Here's the genetic part. If we "select out" the longest half of the pool by killing them, we are left with the 250 shortest itineraries and 250 empty spots in the pool. Next, we copy each of the remaining 250 lists to one of the empty spots, but in doing so, we introduce a "mutation"--we alter the copy in some way. We can use a "point mutation", simply swapping two adjacent cities, or a "crossover mutation", in which an entire subsequence of that itinerary is moved...we could even come up with a rule that let's surviving members in the pool "sexually reproduce" and combine their lists. Always reserve a couple of spots for totally new, randomly generated itineraries to introduce a different kind of diversity.
This process of selecting out some percentage of the pool as weak and replacing their spots with mutated copies of the "stronger" members is an evolution. All you have to do now is repeat the evolutions until some criteria is met, say, the value of a pool varies by less than 1% over 5 evolutions.

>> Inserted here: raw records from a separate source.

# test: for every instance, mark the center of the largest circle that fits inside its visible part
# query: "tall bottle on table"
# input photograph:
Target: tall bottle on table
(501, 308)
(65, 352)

It is surprising how quickly this algorithm homes in on the shortest path. Whereas the brute force method would take billions and billions of years to run to completion for just 20 cities, this can oftentimes return an itinerary within a few percent of the shortest possible path in under a minute on a modern desktop computer. Furthermore, you can design maps that intentionally have an obvious shortest path built in and
test to see how long this algorithm takes to find it...and you'll be surprised at the results.
It helps a lot if you make sure every aspect of this evolutionary algorithm can be finetuned. For instance, instead of killing off half of the population in each evolution, make that number configurable and try different values. Perform the different kinds of mutations probabilistically...a point mutation will occur 50% of the time a copy is made, a crossover 10%. In this way, one copy might incur both, increasing the diversity. And on and on...very fun to play with.
Also, you can modify this approach to great effect by setting up different kinds of pools. The above pool would be a random pool, but you could also set up a matrix pool in which you don't generate lists, you generate matrices that approximately correspond (with some randomness, obviously) to where cities fall geographically on the map. In this case, instead of simply adding up the distance for a list, you use djikstra's algo to get the shortest path between distant cities to set up subsequences that are likely to yield good results.